What publishers want Snapchat to fix about Discover

Talk to anyone, and it’s clear that the the mostly young Snapchat audience is less enthusiastic about Discover than big media companies. Traffic to Discover is a fraction of the regular user activity that reaches more than 100 million people a day.

The main focus of the app will always be messaging photos and videos to friends, but Discover, where premium publishers post daily digital editions, is where many of the ads run. So for business’ sake, Snapchat is always evolving Discover, adding special publishers, tweaking the design and building traffic-driving gateways to it.

One of the big drawbacks, according to publishers, is that Discover is still not discoverable enough. Even the icons that represent the different publications are frankly boring. So with that in mind, here are the changes publishers want:

The cover is key
This week, CNN employed a rare trick on Discover: It used a headline with its logo. Discover publishers hardly knew that was an option, one said it was actually surprised to see CNN could use “Brussels Terror Attack” to promote its content. Snapchat is very protective of how branding and messaging come across on the app, and headlines have been used sparingly.

“To win over the people who are browsing and to convert them, you have to work a little harder and make it a little bit clearer what they’re going to get when they click in,” said Mike Hogan, digital director at Vanity Fair, which has run pop-up Snapchat channels. “It’s all about what’s the Snapchat version of a compelling headline rather than a static brand logo.”

Reading the reader
Snapchat is developing more data technology, not just to serve more relevant ads but to help shape content, according to one Discover partner, who did not want to be named.

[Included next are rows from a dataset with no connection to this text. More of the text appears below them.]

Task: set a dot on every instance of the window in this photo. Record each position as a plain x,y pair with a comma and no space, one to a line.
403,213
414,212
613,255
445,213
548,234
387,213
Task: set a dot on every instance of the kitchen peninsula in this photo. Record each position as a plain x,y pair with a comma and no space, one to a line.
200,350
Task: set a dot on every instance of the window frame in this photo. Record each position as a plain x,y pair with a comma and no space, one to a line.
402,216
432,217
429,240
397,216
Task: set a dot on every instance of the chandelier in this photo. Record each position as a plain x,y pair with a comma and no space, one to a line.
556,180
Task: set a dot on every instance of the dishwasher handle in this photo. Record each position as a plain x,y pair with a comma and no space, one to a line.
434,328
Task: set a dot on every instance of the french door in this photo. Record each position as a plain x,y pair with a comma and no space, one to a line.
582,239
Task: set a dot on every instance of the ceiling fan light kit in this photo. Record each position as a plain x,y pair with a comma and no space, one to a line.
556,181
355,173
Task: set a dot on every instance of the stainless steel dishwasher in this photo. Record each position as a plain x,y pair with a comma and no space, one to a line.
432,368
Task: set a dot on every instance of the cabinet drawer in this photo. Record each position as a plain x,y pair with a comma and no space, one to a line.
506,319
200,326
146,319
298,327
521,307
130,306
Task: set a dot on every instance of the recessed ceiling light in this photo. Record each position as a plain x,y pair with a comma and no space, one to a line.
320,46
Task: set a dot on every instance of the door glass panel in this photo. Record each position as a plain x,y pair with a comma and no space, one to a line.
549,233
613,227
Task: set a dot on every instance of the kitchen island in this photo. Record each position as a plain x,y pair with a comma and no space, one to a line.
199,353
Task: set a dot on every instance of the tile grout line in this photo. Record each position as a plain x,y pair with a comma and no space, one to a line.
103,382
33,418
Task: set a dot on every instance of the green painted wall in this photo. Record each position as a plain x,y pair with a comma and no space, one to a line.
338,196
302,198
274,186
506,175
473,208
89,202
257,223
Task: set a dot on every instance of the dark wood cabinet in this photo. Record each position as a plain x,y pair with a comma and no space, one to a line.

Snapchat will be able to tell more about the readers, anonymously, based on their interests.

Discover already can tell what a user likes just by seeing what they read. There are channels for sports, food, news and general interests. And Snapchat is building the tech tools to listen to more signals, which would give publishers the ability to fine-tune their content and ads.

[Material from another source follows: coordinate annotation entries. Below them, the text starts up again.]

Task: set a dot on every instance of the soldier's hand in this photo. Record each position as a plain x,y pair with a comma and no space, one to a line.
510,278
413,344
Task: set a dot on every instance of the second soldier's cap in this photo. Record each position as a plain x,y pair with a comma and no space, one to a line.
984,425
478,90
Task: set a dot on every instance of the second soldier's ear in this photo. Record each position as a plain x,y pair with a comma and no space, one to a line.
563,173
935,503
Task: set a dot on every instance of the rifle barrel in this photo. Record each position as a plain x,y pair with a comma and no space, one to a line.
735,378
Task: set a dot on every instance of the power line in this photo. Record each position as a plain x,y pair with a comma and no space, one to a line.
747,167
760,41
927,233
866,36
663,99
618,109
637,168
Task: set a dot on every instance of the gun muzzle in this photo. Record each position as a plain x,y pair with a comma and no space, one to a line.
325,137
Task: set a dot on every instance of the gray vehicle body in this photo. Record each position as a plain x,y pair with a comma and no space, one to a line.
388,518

“If you’ve already seen us in one place, in the future we want to say, here’s something else you’d like to see,” the Discover partner said. “User tracking sounds gnarly and can definitely be used for less good reasons, but we’re already being tracked pretty vigorously on the Web.” That tracking can be used to improve readers’ experiences, the partner said.

Digital subscriptions
Snapchat will reportedly let readers subscribe to channels in the future, which would be an easy way to show only what interests them. Vanity Fair’s Hogan thinks Discover should evolve along the same lines as Apple News, which went from a newsstand to a news feed. Readers don’t duck into one publisher; they get a mix based on topics.

A feed-based model would introduce users to a whole smattering of content from multiple publishers, and could give an option to follow the publishers that stand out.

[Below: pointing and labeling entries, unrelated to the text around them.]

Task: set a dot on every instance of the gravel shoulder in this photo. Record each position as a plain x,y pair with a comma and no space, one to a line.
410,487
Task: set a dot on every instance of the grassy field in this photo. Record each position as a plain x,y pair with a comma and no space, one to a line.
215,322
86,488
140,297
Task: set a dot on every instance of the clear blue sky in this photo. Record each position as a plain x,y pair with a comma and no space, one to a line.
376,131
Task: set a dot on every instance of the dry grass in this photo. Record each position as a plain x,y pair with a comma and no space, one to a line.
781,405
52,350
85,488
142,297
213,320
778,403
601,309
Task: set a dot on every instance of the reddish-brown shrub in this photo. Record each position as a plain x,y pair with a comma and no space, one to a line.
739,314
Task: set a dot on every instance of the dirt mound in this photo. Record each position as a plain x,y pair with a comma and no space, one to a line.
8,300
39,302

“There’ll hopefully be a personalized feed of content that is awesome, and if you find yourself liking a certain type of it, you’re perfectly free to see who makes it and follow them so you get everything they do,” Hogan said.

Breaking down walls
Snapchat is so closed in, which is good for the app, because it keeps users occupied for a long amount of time. However, publishers want to be able to promote more outside and share what they’re creating on Discover channels or with Live Stories, the other part of the app where media and entertainment brands post special video content.

During the Grammys, Snapchat started posting videos from the app on its own website, a first. Discover publishers want more exposure-driving features like that ability to share Snapchat video elsewhere online, not just links.

“There’s no way to funnel audience into your Discover channel. You’re completely at the whim of the Snapchat team to bring more share to the content,” said the Discover partner who declined to be identified. “And you can’t get the benefit of search traffic, but you get some viral network effect, which is the whole point of Snapchat.”